|According to app marketers and developers, Apple is making quiet changes to the way it weighs and ranks apps on its App Store. Once driven almost entirely by download counts, the formula is now accounting for not only user ratings (which can be manipulated), but also how many refunds have been issued against the app, the popularity of in-app purchases or subscriptions, and longer-term user engagement.
While the inclusion of more methods should help produce better rankings, another likely aim of the changes would be to reduce the possibility of app marketing companies gaming the ratings system. Developers have told TechCrunch that they've noticed that ratings are updated less often (about every three hours rather than the previous 15 minutes), helping prevent marketing companies from engaging in short-term mass automated downloads to try and boost an app's position in the charts. The extra time is likely required for review of the records to determine automated spikes of download activity.
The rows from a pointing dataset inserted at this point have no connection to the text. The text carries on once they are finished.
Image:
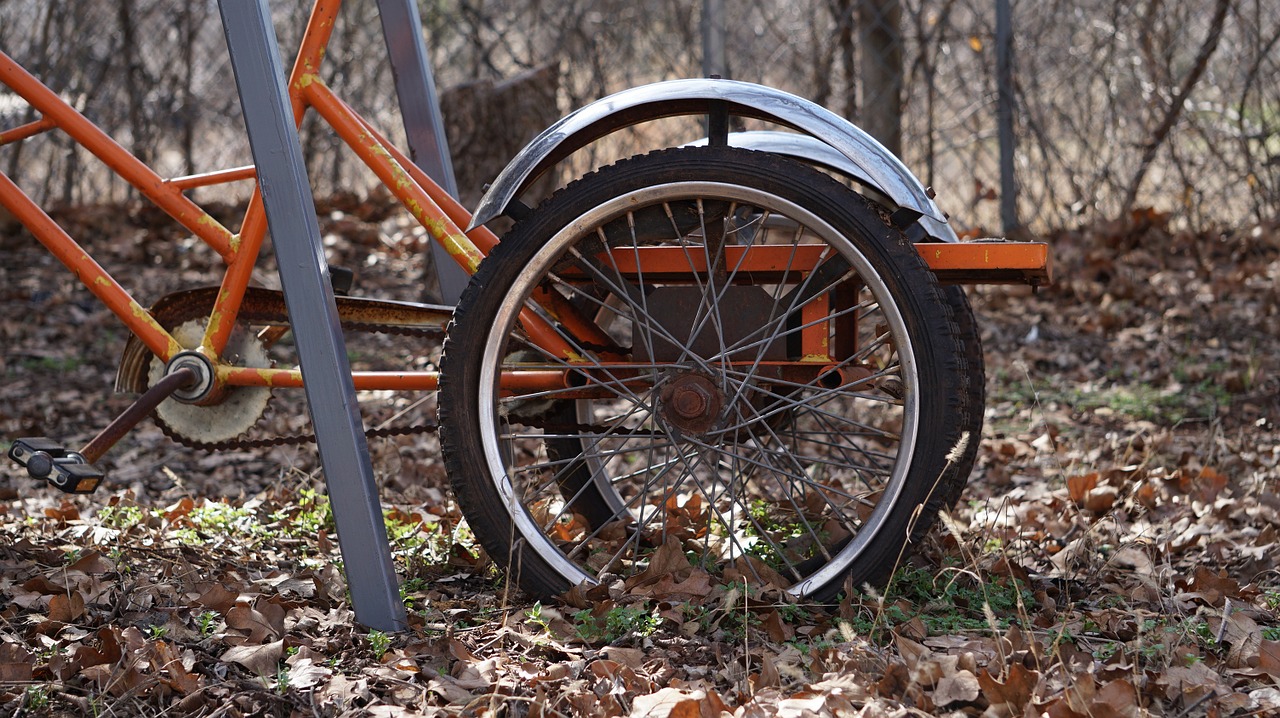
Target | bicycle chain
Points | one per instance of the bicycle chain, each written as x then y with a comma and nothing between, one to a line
297,439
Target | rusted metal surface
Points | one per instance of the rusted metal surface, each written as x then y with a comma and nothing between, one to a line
988,263
266,306
144,406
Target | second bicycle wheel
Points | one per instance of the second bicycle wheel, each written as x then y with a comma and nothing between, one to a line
755,374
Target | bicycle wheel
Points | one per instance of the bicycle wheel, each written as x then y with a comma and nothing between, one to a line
772,387
973,390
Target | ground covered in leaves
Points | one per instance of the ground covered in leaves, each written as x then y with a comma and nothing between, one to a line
1114,556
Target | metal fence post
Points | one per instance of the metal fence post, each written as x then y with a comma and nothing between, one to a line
714,28
314,315
1005,114
424,126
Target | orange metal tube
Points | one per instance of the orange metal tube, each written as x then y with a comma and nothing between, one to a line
375,155
484,239
481,237
392,174
26,131
133,170
210,178
94,277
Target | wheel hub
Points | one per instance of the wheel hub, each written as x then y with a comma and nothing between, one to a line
691,403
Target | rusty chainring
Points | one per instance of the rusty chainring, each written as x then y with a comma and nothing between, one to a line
265,306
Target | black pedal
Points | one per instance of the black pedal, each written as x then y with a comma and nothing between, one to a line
46,460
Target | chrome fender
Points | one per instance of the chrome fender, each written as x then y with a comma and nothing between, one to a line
874,164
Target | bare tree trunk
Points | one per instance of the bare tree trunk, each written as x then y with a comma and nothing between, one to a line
881,68
842,12
1175,108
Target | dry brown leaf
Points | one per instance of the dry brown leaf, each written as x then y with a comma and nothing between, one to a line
1015,690
260,659
305,673
181,678
259,623
675,703
67,608
670,559
16,663
92,562
216,598
960,686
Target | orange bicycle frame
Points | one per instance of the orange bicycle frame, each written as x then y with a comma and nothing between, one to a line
429,204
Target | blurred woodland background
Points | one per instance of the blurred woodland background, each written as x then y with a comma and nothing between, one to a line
1112,104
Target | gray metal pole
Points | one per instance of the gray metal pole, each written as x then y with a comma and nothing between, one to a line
1005,114
714,28
424,126
314,314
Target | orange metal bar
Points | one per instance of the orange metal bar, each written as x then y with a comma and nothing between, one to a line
26,131
133,170
210,178
481,237
988,263
94,277
364,380
659,263
415,199
816,335
391,173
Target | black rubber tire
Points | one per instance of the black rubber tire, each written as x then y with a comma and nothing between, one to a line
794,422
973,376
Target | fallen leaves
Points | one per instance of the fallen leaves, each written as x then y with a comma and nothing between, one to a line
1125,497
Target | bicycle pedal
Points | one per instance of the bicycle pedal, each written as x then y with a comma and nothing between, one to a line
46,460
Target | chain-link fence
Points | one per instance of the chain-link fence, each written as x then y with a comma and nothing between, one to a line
1115,104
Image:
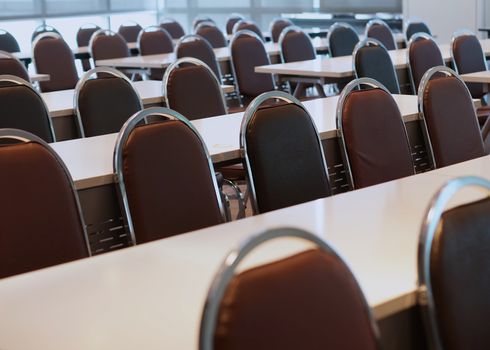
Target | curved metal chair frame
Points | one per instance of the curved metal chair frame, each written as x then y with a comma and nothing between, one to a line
229,267
193,61
456,35
24,136
19,81
248,115
122,138
88,76
353,85
429,228
235,37
370,42
420,100
335,26
190,37
380,22
416,37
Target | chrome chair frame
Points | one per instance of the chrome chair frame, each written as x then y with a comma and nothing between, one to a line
24,136
196,62
428,230
235,37
366,43
333,27
122,138
248,115
420,101
19,81
88,76
416,37
353,85
228,268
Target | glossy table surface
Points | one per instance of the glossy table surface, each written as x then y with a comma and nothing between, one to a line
151,296
89,160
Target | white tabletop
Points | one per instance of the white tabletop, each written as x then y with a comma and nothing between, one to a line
89,160
151,296
60,103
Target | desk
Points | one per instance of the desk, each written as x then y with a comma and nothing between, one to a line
151,296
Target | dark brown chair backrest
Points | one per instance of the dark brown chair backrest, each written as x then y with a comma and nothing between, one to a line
374,141
372,60
106,44
21,107
173,28
41,223
247,52
198,47
414,27
11,65
192,89
230,22
453,268
130,32
8,42
277,26
295,45
283,154
450,123
104,100
423,54
166,177
212,34
342,39
308,300
468,57
379,30
247,25
53,56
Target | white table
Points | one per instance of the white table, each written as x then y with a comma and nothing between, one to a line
89,160
151,296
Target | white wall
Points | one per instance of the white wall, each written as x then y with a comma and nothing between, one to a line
444,17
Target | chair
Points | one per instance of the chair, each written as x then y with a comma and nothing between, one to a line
152,41
379,30
43,28
21,107
341,39
104,100
11,65
277,26
372,60
212,34
416,26
130,31
198,47
422,54
230,22
247,51
306,300
173,28
42,224
53,56
191,88
8,42
295,45
453,265
164,192
372,134
106,44
283,153
248,25
449,121
84,34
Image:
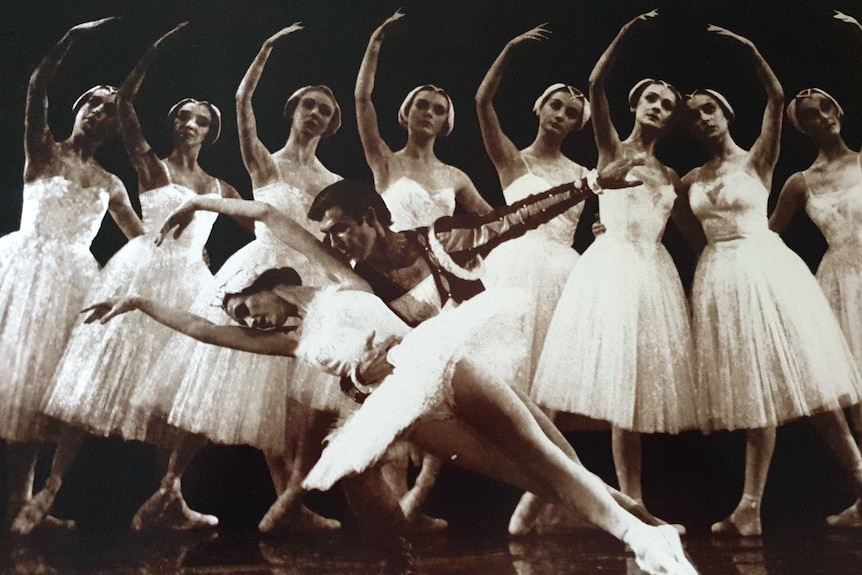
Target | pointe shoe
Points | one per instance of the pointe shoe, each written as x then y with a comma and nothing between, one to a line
34,511
850,517
524,517
658,550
App marketing company Fiksu says that recently Apple has been giving apps with four-star or higher ratings a boost in the charts, while apps with less than three stars fall in the rankings -- even if the number of downloads remains the same as before. New or newly-updated apps also seem to be getting more of a boost in the rankings over older or not-recently-updated apps.
App discovery and marketing company Appsfire has reported that Apple is also evaluating factors like the number of refunds given out for an app, and evaluating revenue data differently as well. Now, paid apps are weighted differently than "free to play" or depending on IAP type apps are, since they gain revenue in two different ways. The fact that a program was initially free may have in Apple's view been unfairly skewing the results.
The company is also said to be studying usage information, which is routinely collected from apps. Apple is allegedly looking at factors such as how many times the app was opened on the first day, the second day, a week later and so on. Measures such as these reveal the level of engagement a user has with an app beyond the "novelty factor" and may prove useful in attracting and delivering results to advertisers.